Oscar Pistorius Removes Prosthetic Legs in Court During Resentencing HearingLatest
The saga of the Oscar Pistorius case continues: in the middle of Wednesday’s resentencing hearing on charges that he murdered girlfriend Reeva Steenkamp, the runner’s defense attorneys directed him in court to remove his prosthetic legs. Pistorius then walked through the courtroom on his residual limbs.
Pistorius shot Steenkamp four times through a bathroom door in their home in 2013; he has maintained that it was dark, he was frightened, and he believed there was an intruder in the home. His original, lesser conviction of culpable homicide was overturned in December.
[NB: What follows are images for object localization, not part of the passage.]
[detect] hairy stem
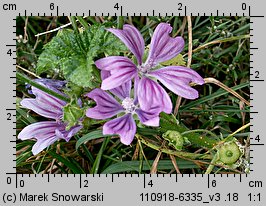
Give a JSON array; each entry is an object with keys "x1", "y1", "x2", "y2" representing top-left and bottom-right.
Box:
[
  {"x1": 205, "y1": 153, "x2": 218, "y2": 174},
  {"x1": 17, "y1": 72, "x2": 70, "y2": 102}
]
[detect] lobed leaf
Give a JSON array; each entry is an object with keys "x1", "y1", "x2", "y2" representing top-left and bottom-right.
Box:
[{"x1": 36, "y1": 25, "x2": 127, "y2": 88}]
He’s now being re-sentenced for murder, which in South Africa carries a minimum sentence of 15 years.
But Pistorius’ team is aiming for a deviation from the minimum sentence, arguing that community service would be more appropriate, and that Pistorius was acting in what he believed to be self-defense.
To that end, defense attorney Barry Roux asked Pistorius to remove his prostheses and stand in front of the judge. From Business Day Live, a South African paper:
“I want the accused to stand there so that we can have an idea of who this person is‚” said Roux as Pistorius moved from the dock to a position in front of Judge Thokozile Masipa.
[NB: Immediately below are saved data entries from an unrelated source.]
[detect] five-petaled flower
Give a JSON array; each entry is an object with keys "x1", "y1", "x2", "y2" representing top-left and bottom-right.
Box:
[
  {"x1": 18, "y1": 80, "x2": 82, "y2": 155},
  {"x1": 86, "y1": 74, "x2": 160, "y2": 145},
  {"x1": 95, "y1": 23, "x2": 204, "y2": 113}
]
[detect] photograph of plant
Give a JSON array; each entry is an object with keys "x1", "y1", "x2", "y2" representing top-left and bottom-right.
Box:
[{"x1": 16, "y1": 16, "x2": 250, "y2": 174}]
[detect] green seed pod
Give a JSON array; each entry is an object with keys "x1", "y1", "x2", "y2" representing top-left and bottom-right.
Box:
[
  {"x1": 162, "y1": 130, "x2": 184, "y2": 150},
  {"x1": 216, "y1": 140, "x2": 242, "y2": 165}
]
“It is 3am in the morning. It is dark. He suffers from anxiety disorder. We understand his balance was severely compromised. This must all be seen in the context of his disability‚” Roux said.
“It does not mean that because he is vulnerable he must do whatever he likes.
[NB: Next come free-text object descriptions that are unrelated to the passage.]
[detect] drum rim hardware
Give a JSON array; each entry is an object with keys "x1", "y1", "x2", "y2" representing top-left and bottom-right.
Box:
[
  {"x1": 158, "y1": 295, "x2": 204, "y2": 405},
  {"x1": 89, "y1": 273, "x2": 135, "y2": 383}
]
“Let us understand when you combine these factors. It is not a man who is running with two healthy legs who wants to protect his girlfriend.”
In raw Associated Press video of the hearing, Pistorius can be seen making his way slowly to stand before the judge, wobbling slightly until an older woman takes his arm to help with his balance.
After the demonstration, the AP reports, Pistorius return to the bench and sat alone with his head bowed.